Storms spoil NASA's 2nd launch bid for satellites

Associated Press
This framegrab image provided by NASA-TV shows the Atlas V first stage and Centaur upper stage sitting on the launch pad at Cape Canaveral Air Force Station, Florida just prior to launch being scrubbed for the day early Saturday Aug. 25, 2012. The planned launch is scheduled for 4:07 a.m. EDT Sunday of NASA’s Radiation Belt Storm Probes. The Atlas V burns refined kerosene fuel, known as RP-1, mixed with liquid oxygen. The Centaur uses liquid hydrogen for fuel, mixed with liquid oxygen. The Centaur will ignite after the Atlas V first stage burns its propellants and falls away. (AP Photo/NASA)

CAPE CANAVERAL, Fla. (AP) — Thunderstorms have ruined NASA's second attempt to launch a pair of science satellites.

For the second day in a row, NASA had to halt the countdown for its Radiation Belt Storm Probes.

Lightning and thick storm clouds prevented the unmanned rocket from taking off early Saturday from Cape Canaveral. On Friday, a tracking beacon on the rocket held up the flight.

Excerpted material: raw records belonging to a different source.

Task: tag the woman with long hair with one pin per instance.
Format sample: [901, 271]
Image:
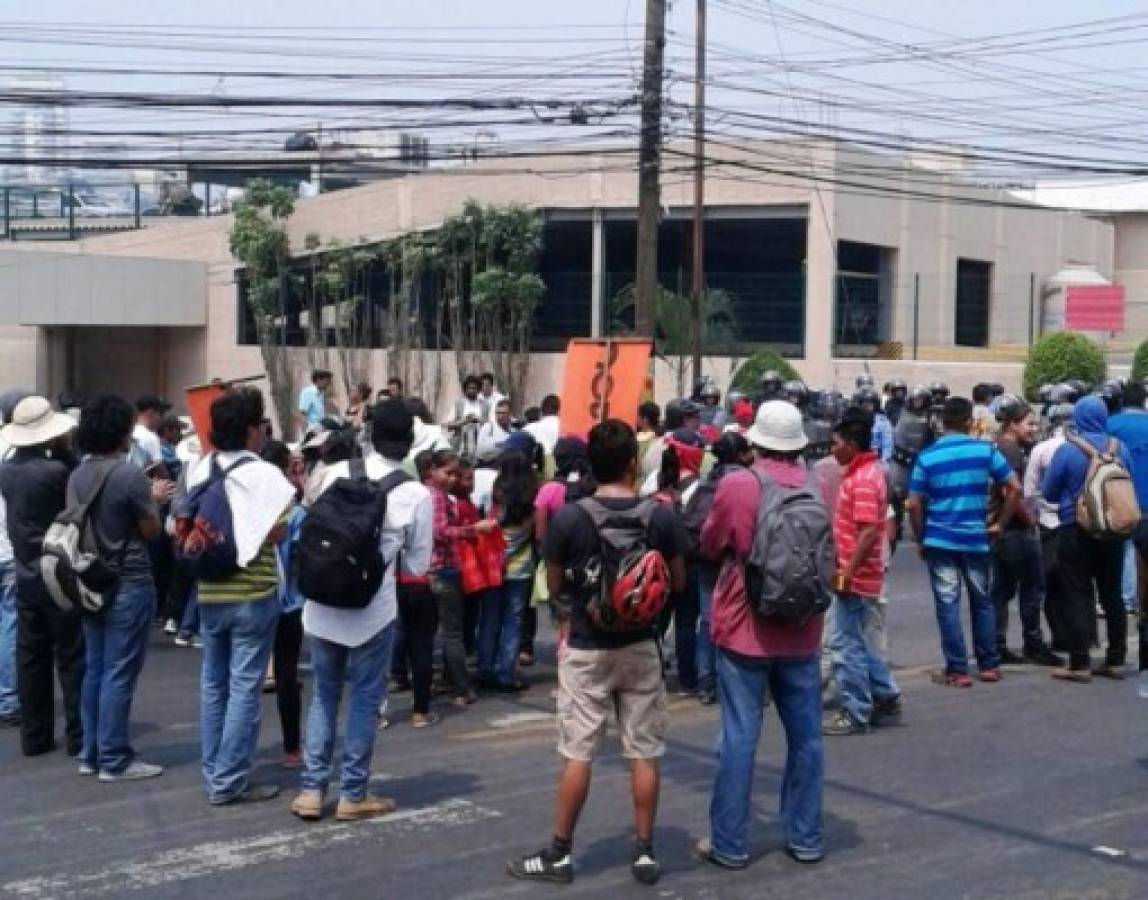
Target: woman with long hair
[501, 617]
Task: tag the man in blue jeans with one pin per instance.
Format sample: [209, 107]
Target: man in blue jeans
[865, 683]
[351, 648]
[238, 614]
[948, 504]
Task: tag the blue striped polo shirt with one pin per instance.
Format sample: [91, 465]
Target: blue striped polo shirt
[954, 476]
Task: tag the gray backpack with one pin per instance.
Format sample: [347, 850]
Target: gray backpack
[789, 574]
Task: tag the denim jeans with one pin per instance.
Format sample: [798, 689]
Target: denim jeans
[742, 690]
[1129, 586]
[947, 569]
[860, 670]
[1016, 568]
[499, 629]
[364, 670]
[237, 644]
[9, 699]
[707, 579]
[115, 645]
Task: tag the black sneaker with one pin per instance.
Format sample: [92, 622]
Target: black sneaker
[544, 866]
[843, 723]
[891, 707]
[644, 867]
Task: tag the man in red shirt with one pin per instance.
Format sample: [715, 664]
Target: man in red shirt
[759, 657]
[865, 682]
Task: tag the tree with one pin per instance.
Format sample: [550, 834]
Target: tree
[672, 326]
[1062, 356]
[1140, 363]
[747, 378]
[258, 240]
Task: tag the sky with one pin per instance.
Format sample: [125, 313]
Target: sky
[907, 72]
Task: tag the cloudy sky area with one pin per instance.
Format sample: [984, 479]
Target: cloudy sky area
[1003, 77]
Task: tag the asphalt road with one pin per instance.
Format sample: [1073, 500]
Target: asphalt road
[1026, 789]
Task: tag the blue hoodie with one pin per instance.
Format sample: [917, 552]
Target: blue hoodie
[1064, 478]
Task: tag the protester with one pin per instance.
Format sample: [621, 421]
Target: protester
[146, 450]
[442, 475]
[358, 405]
[9, 695]
[238, 613]
[760, 658]
[571, 482]
[865, 683]
[1130, 426]
[289, 627]
[33, 482]
[1016, 556]
[313, 403]
[123, 517]
[493, 434]
[604, 676]
[499, 625]
[548, 429]
[731, 452]
[948, 498]
[1090, 567]
[353, 648]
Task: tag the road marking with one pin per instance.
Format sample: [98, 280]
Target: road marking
[219, 856]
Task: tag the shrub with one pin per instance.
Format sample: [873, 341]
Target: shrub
[1062, 356]
[747, 378]
[1140, 363]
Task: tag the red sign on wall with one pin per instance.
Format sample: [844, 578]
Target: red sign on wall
[1094, 308]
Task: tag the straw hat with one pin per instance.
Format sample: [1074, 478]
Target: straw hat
[777, 427]
[33, 423]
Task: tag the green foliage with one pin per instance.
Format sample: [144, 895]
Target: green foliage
[747, 378]
[1062, 356]
[1140, 363]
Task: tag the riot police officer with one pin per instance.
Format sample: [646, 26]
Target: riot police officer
[896, 393]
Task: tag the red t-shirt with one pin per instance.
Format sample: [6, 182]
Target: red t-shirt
[862, 499]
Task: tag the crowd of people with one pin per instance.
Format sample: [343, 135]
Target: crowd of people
[396, 553]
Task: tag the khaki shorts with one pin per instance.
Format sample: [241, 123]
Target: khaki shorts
[625, 684]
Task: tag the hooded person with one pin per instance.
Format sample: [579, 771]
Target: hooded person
[1087, 563]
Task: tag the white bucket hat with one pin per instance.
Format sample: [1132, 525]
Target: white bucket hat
[33, 423]
[777, 427]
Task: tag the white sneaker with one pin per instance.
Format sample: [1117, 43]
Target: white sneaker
[136, 772]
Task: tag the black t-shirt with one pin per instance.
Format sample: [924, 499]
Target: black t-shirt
[126, 499]
[1018, 460]
[572, 543]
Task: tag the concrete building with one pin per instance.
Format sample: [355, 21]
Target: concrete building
[839, 257]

NASA says it will try again Sunday.

The twin satellites are designed to study Earth's harsh radiation belts. Scientists say the two-year mission will improve space forecasting. The goal is to better guard against solar storms. Spacecraft can be damaged, and astronauts hurt, from severe solar outbursts. Life here on the planet also can be disrupted.